But the deeper problem is not approval fatigue. It is that the agent harness
(the prompt loop, tool routing, permission logic, and sandbox defaults) is
increasingly a third-party product the platform team did not write, running in a
sandbox the platform team may not own. The harness is not a trusted security
boundary. This post argues for separating agent security into three layers with
three different owners: intent authorization (harness-owned), execution
isolation (ownership contested), and side-effect verification (must be
platform-owned). When the layers agree, you have confidence. When they
disagree, you need independent observability and enforcement at the OS level to
detect it, and that is exactly the layer most agent platforms are missing. We
are building projects towards this direction:
AgentSight for runtime observation and
ActPlane for runtime harness enforcement, both using eBPF to provide an
independent runtime observability and enforcement below the agent harness.

Why Now: Complexity Up, Guardrails Behind

The important change in 2026 is not that agents exist. It is the scale and
duration of what they do.

A year ago, the typical agent task was "fix this bug" or "write this function."
In 2026, agents routinely run for hours on complex, multi-step work. OpenAI
documented a Codex session that ran for 25 hours uninterrupted,
consuming 13 million tokens and producing 30,000 lines of code from a blank
repository. Anthropic's agentic coding report cites a 12.5-million-line
codebase change completed in a single 7-hour run
. Meta's
KernelEvolve uses multi-agent coordination to write and optimize
production GPU kernels, compressing work that previously required weeks of
expert systems engineering into hours. On SWE-bench Verified, top agents now
resolve 60–70%
of real GitHub issues, up from under 30% in early

  1. Devin has merged hundreds of thousands of pull requests across enterprise customers with a 67% merge rate. Goldman Sachs deployed hundreds of Devin instances across a 12,000-person engineering team.

Beyond coding, general-purpose autonomous agents have gone mainstream.
OpenClaw, an open-source agent with
over 300,000 GitHub stars, connects to LLMs and executes shell commands,
browser automation, email, calendar, and file operations on the user's machine.
CrowdStrike called it "the AI Super Agent" security teams need to worry
about
:
between January and April 2026, 470 security advisories
were filed against it across three disclosure waves.

These are not research demos.
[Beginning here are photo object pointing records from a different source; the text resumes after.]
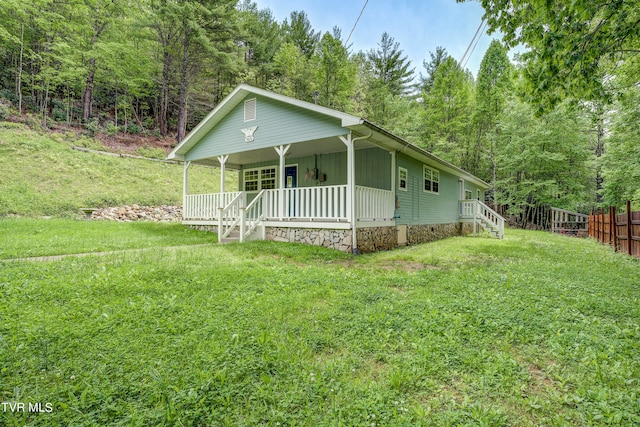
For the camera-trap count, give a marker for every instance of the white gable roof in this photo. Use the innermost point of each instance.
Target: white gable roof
(348, 121)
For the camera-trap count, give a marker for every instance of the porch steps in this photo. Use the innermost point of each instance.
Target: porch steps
(233, 237)
(490, 227)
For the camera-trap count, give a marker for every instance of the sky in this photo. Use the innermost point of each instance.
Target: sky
(419, 26)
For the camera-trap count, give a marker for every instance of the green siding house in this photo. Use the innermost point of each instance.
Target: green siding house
(315, 175)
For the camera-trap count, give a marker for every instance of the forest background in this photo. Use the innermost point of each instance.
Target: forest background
(557, 125)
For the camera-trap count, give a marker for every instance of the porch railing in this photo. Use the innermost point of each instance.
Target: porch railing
(307, 203)
(479, 213)
(374, 204)
(205, 206)
(230, 216)
(326, 203)
(252, 215)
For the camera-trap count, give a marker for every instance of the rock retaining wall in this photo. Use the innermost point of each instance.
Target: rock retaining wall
(162, 213)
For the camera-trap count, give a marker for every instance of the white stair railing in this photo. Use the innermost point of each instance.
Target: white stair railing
(483, 215)
(230, 216)
(252, 216)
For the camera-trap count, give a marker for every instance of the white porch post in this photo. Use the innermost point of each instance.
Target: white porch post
(393, 172)
(351, 187)
(223, 162)
(282, 151)
(185, 188)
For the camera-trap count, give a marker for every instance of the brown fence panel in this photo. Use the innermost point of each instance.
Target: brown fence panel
(622, 231)
(635, 233)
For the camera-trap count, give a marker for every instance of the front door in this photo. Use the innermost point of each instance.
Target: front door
(291, 176)
(291, 181)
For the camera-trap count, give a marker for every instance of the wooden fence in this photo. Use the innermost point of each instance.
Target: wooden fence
(622, 231)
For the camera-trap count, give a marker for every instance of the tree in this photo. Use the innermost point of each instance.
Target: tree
(98, 15)
(448, 110)
(426, 82)
(620, 162)
(301, 34)
(192, 34)
(543, 160)
(335, 72)
(262, 39)
(569, 44)
(390, 68)
(295, 74)
(494, 86)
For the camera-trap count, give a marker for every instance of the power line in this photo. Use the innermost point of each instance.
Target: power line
(356, 23)
(471, 43)
(474, 46)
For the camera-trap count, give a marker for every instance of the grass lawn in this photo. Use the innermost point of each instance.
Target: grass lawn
(536, 329)
(40, 174)
(29, 237)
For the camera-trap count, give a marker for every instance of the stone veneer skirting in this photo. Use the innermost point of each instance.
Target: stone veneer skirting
(373, 239)
(430, 232)
(329, 238)
(370, 239)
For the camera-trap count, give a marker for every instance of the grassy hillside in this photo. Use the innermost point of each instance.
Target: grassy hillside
(40, 174)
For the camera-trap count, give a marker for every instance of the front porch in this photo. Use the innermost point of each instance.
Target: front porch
(301, 207)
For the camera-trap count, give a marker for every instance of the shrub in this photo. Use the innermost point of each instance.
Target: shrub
(5, 109)
(110, 128)
(59, 115)
(93, 126)
(151, 152)
(134, 129)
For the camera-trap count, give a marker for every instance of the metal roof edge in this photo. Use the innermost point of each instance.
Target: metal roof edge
(420, 151)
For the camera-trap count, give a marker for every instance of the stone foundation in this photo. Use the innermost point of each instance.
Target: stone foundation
(370, 239)
(428, 233)
(329, 238)
(373, 239)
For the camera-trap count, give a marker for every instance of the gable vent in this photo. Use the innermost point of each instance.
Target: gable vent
(250, 110)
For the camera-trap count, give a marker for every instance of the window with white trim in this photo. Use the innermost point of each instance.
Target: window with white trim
(431, 179)
(250, 110)
(260, 179)
(403, 177)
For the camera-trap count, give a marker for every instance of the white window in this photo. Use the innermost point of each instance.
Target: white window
(249, 110)
(431, 180)
(402, 179)
(260, 179)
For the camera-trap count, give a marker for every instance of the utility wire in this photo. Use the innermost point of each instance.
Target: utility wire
(474, 46)
(471, 42)
(356, 23)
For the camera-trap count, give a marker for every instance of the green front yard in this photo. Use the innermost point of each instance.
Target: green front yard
(536, 329)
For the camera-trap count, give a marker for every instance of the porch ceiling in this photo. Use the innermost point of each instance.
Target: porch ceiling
(297, 150)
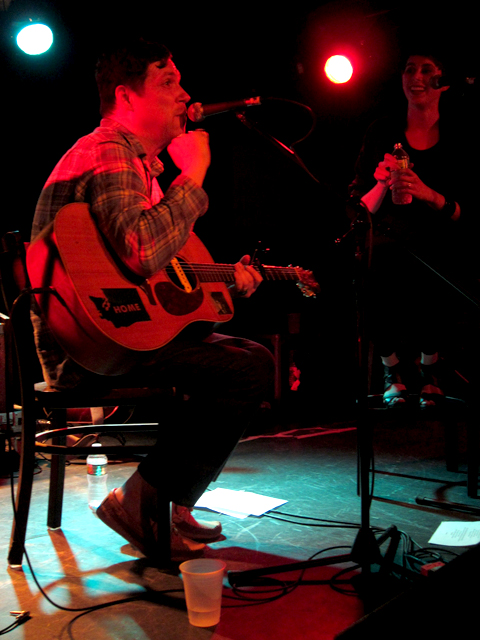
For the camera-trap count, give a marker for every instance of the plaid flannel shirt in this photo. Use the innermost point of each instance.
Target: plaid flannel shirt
(109, 169)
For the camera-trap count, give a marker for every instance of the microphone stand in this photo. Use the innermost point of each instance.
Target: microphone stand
(288, 151)
(365, 551)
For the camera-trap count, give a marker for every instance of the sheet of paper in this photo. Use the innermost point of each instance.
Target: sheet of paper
(238, 504)
(457, 534)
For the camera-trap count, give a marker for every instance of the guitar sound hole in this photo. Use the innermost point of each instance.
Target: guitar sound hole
(187, 271)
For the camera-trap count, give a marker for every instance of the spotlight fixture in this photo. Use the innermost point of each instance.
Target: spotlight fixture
(338, 69)
(34, 38)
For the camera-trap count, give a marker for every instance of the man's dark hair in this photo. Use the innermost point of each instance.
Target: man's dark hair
(126, 64)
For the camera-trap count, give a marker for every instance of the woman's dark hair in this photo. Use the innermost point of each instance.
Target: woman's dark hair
(126, 64)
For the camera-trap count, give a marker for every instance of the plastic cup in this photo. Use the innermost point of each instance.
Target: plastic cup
(203, 581)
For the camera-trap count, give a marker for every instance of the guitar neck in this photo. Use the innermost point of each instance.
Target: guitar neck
(226, 272)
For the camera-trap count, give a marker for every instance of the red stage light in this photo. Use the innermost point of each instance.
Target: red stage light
(338, 69)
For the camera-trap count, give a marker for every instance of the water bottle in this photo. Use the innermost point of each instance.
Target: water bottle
(401, 156)
(97, 472)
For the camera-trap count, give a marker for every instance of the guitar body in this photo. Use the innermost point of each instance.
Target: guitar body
(105, 317)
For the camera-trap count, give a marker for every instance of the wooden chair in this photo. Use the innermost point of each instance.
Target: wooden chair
(35, 402)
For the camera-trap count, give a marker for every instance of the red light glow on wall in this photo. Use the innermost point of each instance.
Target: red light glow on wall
(338, 69)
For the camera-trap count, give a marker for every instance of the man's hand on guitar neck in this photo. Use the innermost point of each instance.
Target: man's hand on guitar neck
(247, 279)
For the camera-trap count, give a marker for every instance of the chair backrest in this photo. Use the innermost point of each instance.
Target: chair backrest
(13, 268)
(23, 367)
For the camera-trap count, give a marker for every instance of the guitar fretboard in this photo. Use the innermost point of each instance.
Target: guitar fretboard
(226, 272)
They are production workflows: background tasks,
parallel execution, multi-hour sessions, end-to-end feature development, kernel
optimization, and enterprise-scale code changes.

Meanwhile, the guardrails designed to keep agents safe have not kept pace.

Most agent security still relies on human-in-the-loop approval: a prompt asks
the user to approve or deny each action before it executes. This works for short
sessions with a few tool calls. It does not work when an agent makes hundreds of
decisions over hours of autonomous operation.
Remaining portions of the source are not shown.